Волнение вскоре раскатилось широкими рвами, но его все равно не укачало — сколько раз он путешествовал на Гавайи на свой день рождения, 1 июля, — четыре, пять, он в точности не помнит, в какой раз что с ним там происходило. Вельбот взбирался на волну и сходил с нее, становясь по мере спуска снова крошечным суденышком. Погода не способствовала наблюдению за китами, но горбачи как раз любили такую облачность, по неизвестной причине. Капитан вельбота знал излюбленное место кормежки за самой южной точкой острова. Там горбатые киты регулярно охотились на мелкую рыбу вблизи невидимого серебристого облака под водой, где собирались стаи морских птиц. Птицы работали вместе: одни ныряли под воду, чтобы заставить рыбу подняться на поверхность, другие атаковали сверху. Тяжеловесные буревестники и чайки, нырявшие неглубоко, вынуждены были охотиться у поверхности или подбирать пищу у собратьев, которые выпрастывались из глубины с рыбкой в клюве. Сбившаяся в плотный клубок, рыба становилась легкой добычей и для тюленей. Однако птичий гвалт рано или поздно привлекал внимание горбатого кита, который подплывал и одним глотком проглатывал весь косяк, оставив растерянных птиц искать пропавший корм.


* * *

Его последнее одинокое Рождество оказалось настолько плохим, насколько потом все казалось хорошим, но последним. Как обычно, его старший друг и хозяин Макс Нефт пригласил его на ужин в кругу семьи, однако Иосифу надоели праздники чужой жизни. Днем он доехал на трамвае до конечной в Санта-Монике и сел в одиночестве на скамейке, одну за другой выдергивал из пачки сигареты, писал в дневнике. Перечитал запись, сделанную годом ранее, когда Флора Качинская подарила ему томик Экзюпери, а он ей собранные им лично часики. Вот почему несколько раз он краснел, вспоминая ее прикосновения.
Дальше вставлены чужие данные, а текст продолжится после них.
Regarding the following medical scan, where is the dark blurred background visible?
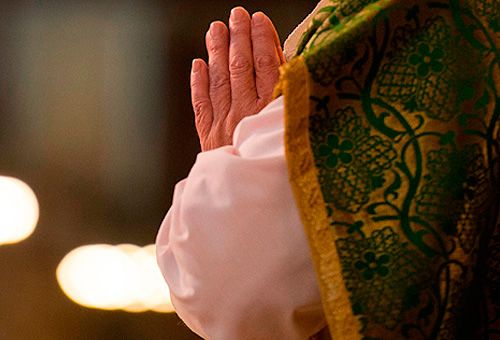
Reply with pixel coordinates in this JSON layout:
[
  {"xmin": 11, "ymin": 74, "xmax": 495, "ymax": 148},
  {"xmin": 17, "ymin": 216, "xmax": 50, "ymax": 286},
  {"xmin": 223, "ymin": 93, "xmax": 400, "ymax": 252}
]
[{"xmin": 0, "ymin": 1, "xmax": 314, "ymax": 339}]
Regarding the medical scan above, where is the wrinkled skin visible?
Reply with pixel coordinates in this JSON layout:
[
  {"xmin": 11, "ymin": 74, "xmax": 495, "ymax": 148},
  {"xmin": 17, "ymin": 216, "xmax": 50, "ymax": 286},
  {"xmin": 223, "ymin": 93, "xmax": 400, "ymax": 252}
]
[{"xmin": 190, "ymin": 7, "xmax": 285, "ymax": 151}]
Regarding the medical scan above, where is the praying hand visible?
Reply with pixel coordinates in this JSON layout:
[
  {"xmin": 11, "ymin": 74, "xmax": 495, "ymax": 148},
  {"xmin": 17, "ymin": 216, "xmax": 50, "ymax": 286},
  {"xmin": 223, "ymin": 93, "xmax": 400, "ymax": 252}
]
[
  {"xmin": 156, "ymin": 1, "xmax": 500, "ymax": 339},
  {"xmin": 190, "ymin": 7, "xmax": 284, "ymax": 151}
]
В Санта-Монике погода была лучше. Над горизонтом призрачно светлели неподвижные облака — заснеженные вершины. Ему казалось, что он достиг равновесия. Восточный бриз развеял туман над побережьем, обнажив плеск волн, медленным дыханием приближавшихся к берегу. Уставшее солнце, клонясь к закату, напоминало о том, что жизнь проходит. Внешнее спокойствие уравновешивало бремя, которое тяготило его последние месяцы, — бремя одиночества и чего-то менее определенного, смутного страха. Он снова был недостаточно интересен для себя, чтобы терпеть и сидеть в сторонке, недостаточно привлекателен, чтобы притягивать взгляды проходящих мимо матерей семейств, недостаточно силен, чтобы никто не беспокоил его долго, и достаточно умен, чтобы понимать, что никто по нему не прольет слез, никто, чужие слезы — это лишь мечты. И когда солнце окончательно погрузилось в туман, он встал и, не торопясь, пошел домой, не замечая взглядов прохожих.


* * *

В 1952 году в Лос-Анджелесе коммунист Качинский заплатил за могилу своего друга и коллеги по часовой мастерской Иосифа Розенбаума 90 долларов — в то время как в 1921 году, когда Иосиф на судне Seyo-Мaru прибыл в Калифорнию, в его кармане было 70 долларов. На памятнике — черной мраморной плите, кроме имени на иврите, было написано: Joe Rosenbaum Born in Baku 1 July 1886 Died 18 February 1952.


* * *

Влюбленный в Флору Качинскую и заколдованный ею — Иосиф отправляется на полигон Nevada Proving Ground и там занимается нелегальным наблюдением за теми разрушениями, которые были произведены атомными взрывами. На полигоне Иосиф встречает призраков, которые, может быть, как и он, сталкеры; а может быть, это легендарные индейские Black Watchers — те загадочные существа, которые наблюдают за местностью: их темные силуэты можно встретить на труднодоступных уступах.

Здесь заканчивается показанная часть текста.